Mr Justice Birmingham said he suspected what the judge was really doing was addressing the matter of causation. “The passage of time means that the direct link in the failure to provide a chapter in the text and the incident in 2015 failed to make a causation link,” he said.
“I’m not trying to avoid the fact that 12 years had passed, I’m not ignorant to that,” Mr Costelloe said. However, he said the fact the missing chapter didn’t come to light until after the incident “cannot be a mitigating factor”.
He said part of the manual had not been supplied and for 12 years the people operating the crane did not have that part of the manual before them.
“What I can say is, and I hasten to add I’m not being trite here, these things work until they don’t. These things are fine until they break,” Mr Costelloe said.
“This part of the manual telling the operator what to do on a daily basis was not present…As to what it meant we’re speculating I accept that. There were many instances where the safety mechanism did work. We do not know what not having that part of the manual available to the operator meant on the day.”
He submitted that the fine imposed in this case was “simply too low”.
“We have a situation here where we don’t know where the sentencing judge started. We don’t know what his headline starting point was for the fine,” he added.
Michael Collins SC, for Palfinger, said the argument that there was no headline sentence set was a criticism of “style over substance”.
He said the sentencing judge took into account all of the factors in the case including the circumstances of the accident, the victim impact statements in the case, mitigating factors and the concept of proportionality.
Mr Collins said the document in question was an operating manual.
When the crane and the manual was delivered, the person operating the crane was shown all the necessary procedures to operate the crane, counsel said.
He said it was “not just a case of there’s the keys, best of luck”.

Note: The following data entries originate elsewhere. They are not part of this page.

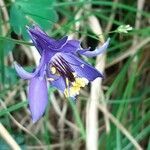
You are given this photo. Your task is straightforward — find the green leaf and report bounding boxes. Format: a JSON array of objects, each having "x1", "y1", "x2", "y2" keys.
[{"x1": 10, "y1": 0, "x2": 58, "y2": 39}]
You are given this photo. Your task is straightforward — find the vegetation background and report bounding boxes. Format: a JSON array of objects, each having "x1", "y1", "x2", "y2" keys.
[{"x1": 0, "y1": 0, "x2": 150, "y2": 150}]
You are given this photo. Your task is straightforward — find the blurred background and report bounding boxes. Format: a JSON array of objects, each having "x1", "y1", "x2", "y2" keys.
[{"x1": 0, "y1": 0, "x2": 150, "y2": 150}]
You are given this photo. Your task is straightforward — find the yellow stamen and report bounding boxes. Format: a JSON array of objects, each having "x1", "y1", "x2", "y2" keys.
[
  {"x1": 50, "y1": 67, "x2": 56, "y2": 74},
  {"x1": 64, "y1": 77, "x2": 88, "y2": 97}
]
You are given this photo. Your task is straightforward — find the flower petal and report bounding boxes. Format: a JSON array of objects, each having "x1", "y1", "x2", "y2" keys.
[
  {"x1": 60, "y1": 53, "x2": 103, "y2": 81},
  {"x1": 14, "y1": 62, "x2": 37, "y2": 79},
  {"x1": 14, "y1": 51, "x2": 45, "y2": 79},
  {"x1": 28, "y1": 26, "x2": 68, "y2": 54},
  {"x1": 78, "y1": 38, "x2": 110, "y2": 57},
  {"x1": 61, "y1": 40, "x2": 80, "y2": 53},
  {"x1": 51, "y1": 77, "x2": 66, "y2": 92},
  {"x1": 28, "y1": 77, "x2": 48, "y2": 122}
]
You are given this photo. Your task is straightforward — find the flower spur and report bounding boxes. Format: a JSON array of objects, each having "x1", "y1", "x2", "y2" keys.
[{"x1": 14, "y1": 26, "x2": 109, "y2": 122}]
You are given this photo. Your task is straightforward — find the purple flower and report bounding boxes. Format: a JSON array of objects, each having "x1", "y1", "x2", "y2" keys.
[{"x1": 14, "y1": 26, "x2": 109, "y2": 122}]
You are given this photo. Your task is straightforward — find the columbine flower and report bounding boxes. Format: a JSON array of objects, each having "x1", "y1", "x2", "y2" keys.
[
  {"x1": 15, "y1": 26, "x2": 109, "y2": 122},
  {"x1": 116, "y1": 25, "x2": 133, "y2": 33}
]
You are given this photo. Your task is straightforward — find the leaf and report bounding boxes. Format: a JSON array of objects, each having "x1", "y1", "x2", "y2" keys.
[{"x1": 10, "y1": 0, "x2": 58, "y2": 39}]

Mr Collins argued that the fact that an omission was discovered after the incident was relevant. He said the crane had operated well for 12 years and had been serviced regularly.
He said the question the judge had to grapple with was what was the implication of the chapter being omitted in the overall context.
“It was in weighing the culpability of the crane operators and the crane providers that he came to this conclusion,” counsel said, adding in those circumstances he submitted there was no error in principle.
After rising for a short period, the three-judge court indicated it would reserve judgement in the case.